We have vROPS 8.1.0 and NSX-T 3.0.1 in our new environment. In vROPS we have enabled Notification for only critical and immediate events and we noticed repeated alerts are triggered from two alert def "NSX-T Management service has failed" and
"Management service monitor runtime state has failed" for the below services. Those are the services which is not running by default and we do not want to enable the services for now.
We tried creating a symptom def as below and assigned to a new policy and disabled the original alert/symptom def in that. However, the alerts are not stopping. I may be doing wrong as I am very new to this product. Please advice.

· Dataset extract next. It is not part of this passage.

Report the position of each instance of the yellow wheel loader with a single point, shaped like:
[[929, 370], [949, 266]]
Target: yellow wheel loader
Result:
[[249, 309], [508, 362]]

My advice for you is that use Policies to control all the alerts. However, you should only have one active policies. Another can be added if you have vRA or a VDI environment. Other than that there is no special need for multiple active policies as you will have confusion on how to manage alerts, metrics, etc.
With that being said if you have your notification to have all critical and immediate alerts, this is already a bad idea, as it would only cause people receiving the alerts to filter them in folders, so now it will never reach their inbox.
Third, disable the main alert in the policies and then create a new and modify if till you get it right. This involves logic and a lot of testing. Even thou the symptom is info, the Alert definition you attached it to could be set to critical, which will override the info.
You mentioned about having only one policy but what if you have different thresholds on different objects of object types at different sites?
If you have 630 host systems at site A and 840 host systems at site B, wouldn't you have different policies in this scenario?
The reason I am asking is I have multiple policies for different equipment and I am concerned I may not be getting alerts that I should.
The final statement you made about turning off alerts on main policy, you mean the default policy.
@lannguyen As you said as 3rd option I already created a new symptom def as info and assigned it to new alert def. I also disabled the default NSX-T service monitoring alert and symptom def in the new policy. However, it keep sending notifications. I'm looking here if somebody has info of disabling particular NSX-T manager service in vROPS.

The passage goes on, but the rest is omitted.